Intelligence, ability
Richard Hernstein [(Richard J. Herrnstein 1930.05.20-1994.09.13), American Comparative Psychologist] and Charles Murray are famous for co-authoring the book "The Normal Curve", in which They point out that people's intelligence is normally distributed . Intelligence is mainly inherited and varies by race. Jews and East Asians have the highest IQs, followed by whites, and the worst performers are blacks and Hispanics. They reviewed decades of research in psychometrics and policy, and found that American society has neglected the trend of increasing influence of IQ. They tried to prove that the current social policies in the United States, which are biased towards the low-income group mainly dominated by African and South Americans, such as vocational training and university education, are a waste of resources.

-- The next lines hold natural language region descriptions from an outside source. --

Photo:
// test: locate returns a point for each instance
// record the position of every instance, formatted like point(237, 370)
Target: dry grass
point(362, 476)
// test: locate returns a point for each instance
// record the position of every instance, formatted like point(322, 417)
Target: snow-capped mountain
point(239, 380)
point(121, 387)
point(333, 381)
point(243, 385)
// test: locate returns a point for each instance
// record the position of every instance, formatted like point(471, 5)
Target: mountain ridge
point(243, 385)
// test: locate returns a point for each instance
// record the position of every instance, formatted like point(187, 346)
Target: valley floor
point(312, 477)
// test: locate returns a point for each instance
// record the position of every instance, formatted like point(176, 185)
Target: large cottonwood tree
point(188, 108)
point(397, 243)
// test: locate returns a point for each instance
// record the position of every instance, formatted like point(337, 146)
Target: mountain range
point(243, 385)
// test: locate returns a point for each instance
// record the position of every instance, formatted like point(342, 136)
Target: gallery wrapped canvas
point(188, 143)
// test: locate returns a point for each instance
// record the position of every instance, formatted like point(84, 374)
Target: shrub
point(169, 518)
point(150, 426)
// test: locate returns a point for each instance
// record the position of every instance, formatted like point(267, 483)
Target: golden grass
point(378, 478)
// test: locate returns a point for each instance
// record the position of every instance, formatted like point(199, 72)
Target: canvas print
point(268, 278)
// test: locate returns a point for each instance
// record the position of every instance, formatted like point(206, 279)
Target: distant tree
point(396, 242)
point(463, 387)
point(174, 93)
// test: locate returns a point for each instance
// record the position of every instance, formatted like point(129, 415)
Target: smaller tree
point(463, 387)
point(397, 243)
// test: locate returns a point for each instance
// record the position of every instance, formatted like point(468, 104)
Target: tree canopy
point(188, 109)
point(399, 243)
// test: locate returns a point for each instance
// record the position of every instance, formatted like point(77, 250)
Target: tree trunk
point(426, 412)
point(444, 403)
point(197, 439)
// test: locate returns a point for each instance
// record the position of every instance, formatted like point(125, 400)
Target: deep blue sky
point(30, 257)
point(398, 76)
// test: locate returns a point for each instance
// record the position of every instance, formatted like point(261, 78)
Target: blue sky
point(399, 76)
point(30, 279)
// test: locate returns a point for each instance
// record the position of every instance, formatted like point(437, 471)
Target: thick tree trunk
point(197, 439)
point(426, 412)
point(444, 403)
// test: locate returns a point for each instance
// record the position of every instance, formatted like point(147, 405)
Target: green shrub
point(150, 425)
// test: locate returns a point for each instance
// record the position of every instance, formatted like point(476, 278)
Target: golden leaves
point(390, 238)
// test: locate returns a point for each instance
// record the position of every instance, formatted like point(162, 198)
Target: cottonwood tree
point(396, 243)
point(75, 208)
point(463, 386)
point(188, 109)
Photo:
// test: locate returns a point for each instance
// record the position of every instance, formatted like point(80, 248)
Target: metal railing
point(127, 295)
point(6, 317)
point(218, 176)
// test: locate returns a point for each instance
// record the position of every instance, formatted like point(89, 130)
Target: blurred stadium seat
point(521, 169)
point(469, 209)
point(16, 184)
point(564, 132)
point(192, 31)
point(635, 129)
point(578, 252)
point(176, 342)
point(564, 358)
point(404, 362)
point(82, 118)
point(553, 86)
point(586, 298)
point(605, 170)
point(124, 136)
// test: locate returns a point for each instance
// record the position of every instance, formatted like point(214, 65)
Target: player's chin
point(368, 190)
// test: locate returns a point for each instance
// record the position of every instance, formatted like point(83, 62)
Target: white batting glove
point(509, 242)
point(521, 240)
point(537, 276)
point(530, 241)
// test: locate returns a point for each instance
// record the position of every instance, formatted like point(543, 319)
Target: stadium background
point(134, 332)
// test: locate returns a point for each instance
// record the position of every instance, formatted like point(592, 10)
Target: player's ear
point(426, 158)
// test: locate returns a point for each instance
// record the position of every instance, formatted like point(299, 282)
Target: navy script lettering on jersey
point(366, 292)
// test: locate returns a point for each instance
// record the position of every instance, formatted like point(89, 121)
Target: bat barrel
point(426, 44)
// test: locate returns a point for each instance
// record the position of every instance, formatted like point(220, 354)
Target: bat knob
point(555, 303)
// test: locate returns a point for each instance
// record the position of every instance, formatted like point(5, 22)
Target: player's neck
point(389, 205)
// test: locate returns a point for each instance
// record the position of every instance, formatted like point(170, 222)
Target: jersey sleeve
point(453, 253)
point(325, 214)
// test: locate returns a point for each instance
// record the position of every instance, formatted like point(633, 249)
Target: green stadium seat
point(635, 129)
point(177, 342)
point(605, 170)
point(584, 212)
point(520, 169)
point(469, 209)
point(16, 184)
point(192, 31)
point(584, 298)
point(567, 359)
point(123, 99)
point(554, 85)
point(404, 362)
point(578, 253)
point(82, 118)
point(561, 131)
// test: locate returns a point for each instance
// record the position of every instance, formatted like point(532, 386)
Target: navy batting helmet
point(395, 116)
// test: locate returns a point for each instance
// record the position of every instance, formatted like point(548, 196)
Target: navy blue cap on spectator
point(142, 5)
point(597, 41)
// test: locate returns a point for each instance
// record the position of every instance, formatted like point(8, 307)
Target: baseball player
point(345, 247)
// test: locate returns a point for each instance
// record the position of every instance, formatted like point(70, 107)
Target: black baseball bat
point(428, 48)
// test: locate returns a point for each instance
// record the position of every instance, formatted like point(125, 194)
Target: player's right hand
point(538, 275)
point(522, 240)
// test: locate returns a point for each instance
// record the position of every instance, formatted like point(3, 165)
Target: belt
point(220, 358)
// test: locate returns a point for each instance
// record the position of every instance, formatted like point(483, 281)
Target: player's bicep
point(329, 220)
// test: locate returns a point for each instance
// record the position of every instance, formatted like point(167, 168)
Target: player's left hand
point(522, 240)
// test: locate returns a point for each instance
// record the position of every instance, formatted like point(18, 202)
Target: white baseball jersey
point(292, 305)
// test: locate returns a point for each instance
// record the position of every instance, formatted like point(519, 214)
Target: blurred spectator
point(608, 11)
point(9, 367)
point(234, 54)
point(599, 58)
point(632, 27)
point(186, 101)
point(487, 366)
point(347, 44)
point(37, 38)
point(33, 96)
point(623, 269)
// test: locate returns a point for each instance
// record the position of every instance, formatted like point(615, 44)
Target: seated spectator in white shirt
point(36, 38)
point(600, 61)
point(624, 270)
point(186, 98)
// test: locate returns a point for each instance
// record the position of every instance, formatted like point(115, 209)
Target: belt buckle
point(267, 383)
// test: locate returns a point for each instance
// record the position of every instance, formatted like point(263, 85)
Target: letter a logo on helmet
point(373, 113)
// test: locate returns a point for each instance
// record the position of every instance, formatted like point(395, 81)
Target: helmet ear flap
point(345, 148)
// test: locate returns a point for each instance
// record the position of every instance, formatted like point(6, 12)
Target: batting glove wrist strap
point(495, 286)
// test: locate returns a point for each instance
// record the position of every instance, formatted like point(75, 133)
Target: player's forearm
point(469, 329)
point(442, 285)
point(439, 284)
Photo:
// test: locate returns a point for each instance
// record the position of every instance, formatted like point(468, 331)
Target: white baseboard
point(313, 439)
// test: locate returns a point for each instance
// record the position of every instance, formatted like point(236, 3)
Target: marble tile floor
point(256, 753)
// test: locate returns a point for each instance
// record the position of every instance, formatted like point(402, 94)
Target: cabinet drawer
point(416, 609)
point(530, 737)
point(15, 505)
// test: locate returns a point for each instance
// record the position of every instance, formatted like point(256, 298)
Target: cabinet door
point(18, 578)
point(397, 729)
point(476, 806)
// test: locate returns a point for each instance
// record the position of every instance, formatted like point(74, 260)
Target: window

They used test results from recruits to prove that black young people had lower intelligence than white and yellow people; moreover, these people's intelligence had been stereotyped, and training them had little effect. Therefore, the government should abandon the education of these people and use the money for enlightenment education, including all races, because children's intelligence is not yet stereotyped and has great potential for development. Because this book deals with the intellectual problems of black people, it was besieged from all sides when it was published.